不思議な力を持つ笑わない猫像に振り回される少年少女たちの物語。
変態な主人公の主観が地の文メインということもあり、全体的にコメディ成分が強いです。
ただ、要所要所で猫像の不気味な部分や複雑に絡み合った人間関係がピックアップされたり
主人公独自の言い回しが不思議な文体となって、単純なラブコメでは終わっていない感じですね。
内容を完璧に理解するのは難しいけど、気がつけば引き込まれている、そんな感じの文章だと思います。
勿論、ヒロイン達の可愛らしさも十分なので、ラブコメ目当てで読んでも損はありません。
そしてカントクさんの挿絵は神。

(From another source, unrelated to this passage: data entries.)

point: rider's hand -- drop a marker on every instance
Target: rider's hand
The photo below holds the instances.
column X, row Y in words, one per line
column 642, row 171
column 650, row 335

サービスカットも結構ありますし、十二巻ラストの挿絵は素晴らしかったです。
ラストは長き物語の果てに本音を失った少女が笑顔を取り戻し、ハッピーエンド。
ラブコメ的にはメインヒロインの筒隠月子と結ばれて終了。なお、数年後他ヒロイン含めて事実上の同居中。

主人公は変態という形容がよく似合う高校生の少年。
実に度し難い変態で、心の中ではいつも女の子のことばかり考えている。
物語開始までは建前で本音をうまく隠していたのだが、猫像に建前を引き取ってもらってからは一変。
変態な言動を隠すことをしなくなり、周囲からは「変態王子」という渾名で呼ばれるようになる。
成績は悪いが、陸上部に所属していることもあり、体力と走力はかなりのもの。
かなりの鈍感かつ行き当たりばったりな性分で、いつも女性関係で大変な目にあっている。
オスカー・ワイルドを心の師としており、自己犠牲精神がかなり強い。

ヒロインは猫系後輩、犬系同級生、鋼鉄の王な先輩、勝気な陸上部副部長、ツインテールロリ娘。
一番のお気に入りは本音を失った少女、筒隠月子。
本来は感情の起伏の激しい子供っぽい性格だが、そんな自分が嫌で、猫像に本音を引き取ってもらっている。
そのため、本編では感情が表情や語気に表れなくなり、一見すると無表情で無平坦な女の子にしか見えない。
童顔でスタイルも未発達と、性格以外も幼い部分が多く、本人はそのあたりをかなり気にしている模様。
主人公に対しては好意を抱いているが、普段は毒舌。でもこっそりデレまくっている。
料理を筆頭として家事が得意とお嫁さんスキルはかなり高い。あと、絵やマッサージも得意。

評価はC。
良くも悪くも主人公の一人称である地の文がポイントの作品だと思いました。
変態性を発揮している時は面白いのですが、鈍感力全開な時とシリアスな言い回しの時は少々イラッとすることも。
基本的に比喩や回りくどい表現が多いため、読みにくいという難点もありましたしね。
まあ、良く言えば他作品にない、オリジナリティのある文章になっていたともいえるのですが…
本筋は道中こそ明るく楽しく愉快な変態青春ラブコメの中、常に不気味な雰囲気ばかりが漂っていましたが
最終的には皆笑顔で幸福感を覚えることができる大団円を迎え、良い読後感を味合わせてくれた印象。